1753448 Members
5135 Online
108794 Solutions
New Discussion юеВ

Why VC for FC with ESX?

 
geek858
New Member

Why VC for FC with ESX?

If my entire SAN supports NPIV, I'm not clear on the advantages of using HP VC for FC with VMware ESX VMs. Is there any advantage, or is it mostly for physical servers running a traditional OS that have SAN storage?
2 REPLIES 2
chopper3
Frequent Advisor

Why VC for FC with ESX?

If you move servers around inside enclosures it'd help
dclaypool
Occasional Advisor

Why VC for FC with ESX?

Let's say you have a critical need to do maintenance on a blade. It's a member of a DRS group of 5 servers.

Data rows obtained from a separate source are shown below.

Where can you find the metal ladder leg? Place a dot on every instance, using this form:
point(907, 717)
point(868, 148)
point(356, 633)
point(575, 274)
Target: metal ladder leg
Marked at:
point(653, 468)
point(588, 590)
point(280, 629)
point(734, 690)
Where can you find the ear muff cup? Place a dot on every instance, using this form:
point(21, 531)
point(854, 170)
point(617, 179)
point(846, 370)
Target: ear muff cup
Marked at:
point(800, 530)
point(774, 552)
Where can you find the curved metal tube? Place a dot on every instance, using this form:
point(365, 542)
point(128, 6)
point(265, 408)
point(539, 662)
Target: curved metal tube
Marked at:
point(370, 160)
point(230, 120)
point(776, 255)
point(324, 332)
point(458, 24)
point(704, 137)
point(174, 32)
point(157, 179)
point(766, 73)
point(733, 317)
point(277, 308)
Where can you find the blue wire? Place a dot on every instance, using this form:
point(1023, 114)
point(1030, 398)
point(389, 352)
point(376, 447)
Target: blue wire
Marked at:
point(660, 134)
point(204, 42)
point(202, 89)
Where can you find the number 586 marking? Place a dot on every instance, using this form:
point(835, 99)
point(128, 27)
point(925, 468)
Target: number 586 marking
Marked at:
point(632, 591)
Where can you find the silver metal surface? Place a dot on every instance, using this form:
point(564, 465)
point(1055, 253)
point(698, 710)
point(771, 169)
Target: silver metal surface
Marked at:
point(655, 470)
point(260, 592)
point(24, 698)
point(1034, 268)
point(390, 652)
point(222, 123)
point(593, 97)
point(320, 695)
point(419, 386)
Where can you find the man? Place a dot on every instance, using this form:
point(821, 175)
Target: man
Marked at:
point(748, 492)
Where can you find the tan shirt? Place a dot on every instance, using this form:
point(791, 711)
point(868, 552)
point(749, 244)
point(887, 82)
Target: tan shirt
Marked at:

You put it in maintenance mode which will evacuate all of the VMs to different hosts, but now you have split your VMs among only 4 servers (or N-1) and you're concerned about meeting the needs of the workloads. You could configure another blade, deploying VMware on it, configuring the LAN and presenting the shared LUN to the new WWN, and configuring it into the DRS group. But that sounds like a lot of hassle. Instead, with VC, as soon as the VMs are evacuated to the other hosts, you could shut down the blade, move the VC profile to another similar blade in the enclosure, and when it boots, it will look exactly to the outside world as if it were the blade that is now in maintenance! No hassling with a lot of configuration tasks. If you're using the Virtual Connect Enterprise Manager, the alternate blade could be in an entirely different enclosure! And with VCEM and Insight Control, you could do something that isn't possible with VMware alone: Let's say you have a blade that generates a pre-failure alert because it has had too many corrections in ECC memory, a condition that could cause an outright failure within a short time. Insight Control can receive that alert, interface with vCenter to put the blade into maintenance mode, and then automatically move the VC profile using VCEM to another blade and start it up!